Kristin Murphy, Deseret News

Whether the issue is homelessness, race relations, the opioid epidemic, a struggling neighbor, personal debt or failing family relationships — convenient, even pleasant, distractions cannot and must not become the substitute for crucial conversations.

For the past year I have regularly (and maybe even annoyingly) said that as communities and as a country we must get comfortable having uncomfortable conversations. My immediate audience for this sentiment, and for most of my writing and commentary for that matter, is myself. Over the years I have often been uncomfortable with uncomfortable conversations — which prevented real progress in many areas of my life.

It is so easy to avoid or ignore what author and philanthropist Joseph Grenny defined as the crucial conversations. Sometimes we even create convenient diversions to keep us busy and at a safe distance from deeper dialogue and more rigorous thinking. Whether the issue is homelessness, race relations, the opioid epidemic, a struggling neighbor, personal debt or failing family relationships — convenient, even pleasant, distractions cannot and must not become the substitute for crucial conversations.

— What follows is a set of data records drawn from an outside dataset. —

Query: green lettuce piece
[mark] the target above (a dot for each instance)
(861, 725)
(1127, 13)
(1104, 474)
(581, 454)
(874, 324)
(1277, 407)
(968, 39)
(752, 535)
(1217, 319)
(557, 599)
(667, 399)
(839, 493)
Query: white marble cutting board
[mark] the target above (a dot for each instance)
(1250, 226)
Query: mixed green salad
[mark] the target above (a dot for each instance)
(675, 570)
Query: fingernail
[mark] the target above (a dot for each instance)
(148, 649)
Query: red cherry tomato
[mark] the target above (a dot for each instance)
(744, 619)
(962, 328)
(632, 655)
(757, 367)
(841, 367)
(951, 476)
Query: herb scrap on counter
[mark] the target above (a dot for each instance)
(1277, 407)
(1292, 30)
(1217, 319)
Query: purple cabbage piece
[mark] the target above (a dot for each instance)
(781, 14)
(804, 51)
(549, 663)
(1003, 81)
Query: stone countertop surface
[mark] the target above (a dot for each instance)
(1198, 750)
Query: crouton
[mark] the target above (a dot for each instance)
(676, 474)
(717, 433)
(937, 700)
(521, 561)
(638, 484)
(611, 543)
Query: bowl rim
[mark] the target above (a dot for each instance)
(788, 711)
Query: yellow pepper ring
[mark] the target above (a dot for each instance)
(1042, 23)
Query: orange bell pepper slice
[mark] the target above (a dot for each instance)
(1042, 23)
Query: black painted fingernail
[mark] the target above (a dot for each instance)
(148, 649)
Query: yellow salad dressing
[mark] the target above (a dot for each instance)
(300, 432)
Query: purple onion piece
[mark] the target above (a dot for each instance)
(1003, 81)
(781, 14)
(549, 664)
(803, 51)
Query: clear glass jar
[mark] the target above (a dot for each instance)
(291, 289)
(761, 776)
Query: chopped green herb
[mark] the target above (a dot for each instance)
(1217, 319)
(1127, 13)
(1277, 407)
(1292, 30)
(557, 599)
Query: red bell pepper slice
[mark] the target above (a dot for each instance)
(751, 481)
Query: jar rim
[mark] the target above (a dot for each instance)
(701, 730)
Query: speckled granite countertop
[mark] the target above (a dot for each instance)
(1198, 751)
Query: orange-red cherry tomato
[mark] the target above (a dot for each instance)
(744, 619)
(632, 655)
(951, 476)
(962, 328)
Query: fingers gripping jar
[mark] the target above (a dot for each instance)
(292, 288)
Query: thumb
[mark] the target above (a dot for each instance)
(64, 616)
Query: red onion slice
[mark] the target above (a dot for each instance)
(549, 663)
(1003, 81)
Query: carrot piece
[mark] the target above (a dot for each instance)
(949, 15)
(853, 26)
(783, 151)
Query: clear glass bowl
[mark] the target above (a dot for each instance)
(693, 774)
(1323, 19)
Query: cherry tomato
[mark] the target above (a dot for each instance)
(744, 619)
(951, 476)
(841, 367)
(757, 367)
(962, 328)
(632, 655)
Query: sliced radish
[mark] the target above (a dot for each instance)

Erwin Lutzer once described a quaint German town during World War II that had a picturesque little church that sat near the railroad tracks. It became the embodiment of pleasant distractions preventing crucial conversations.

Lutzer shared an eyewitness account from the town: “We heard stories of what was happening to the Jews, but we tried to distance ourselves from it, because we felt, what could anyone do to stop it?

“Each Sunday morning, we would hear the train whistle blowing in the distance, then the wheels coming over the tracks. We became disturbed when we heard cries coming from the train as it passed by. We realized that it was carrying Jews like cattle in the cars!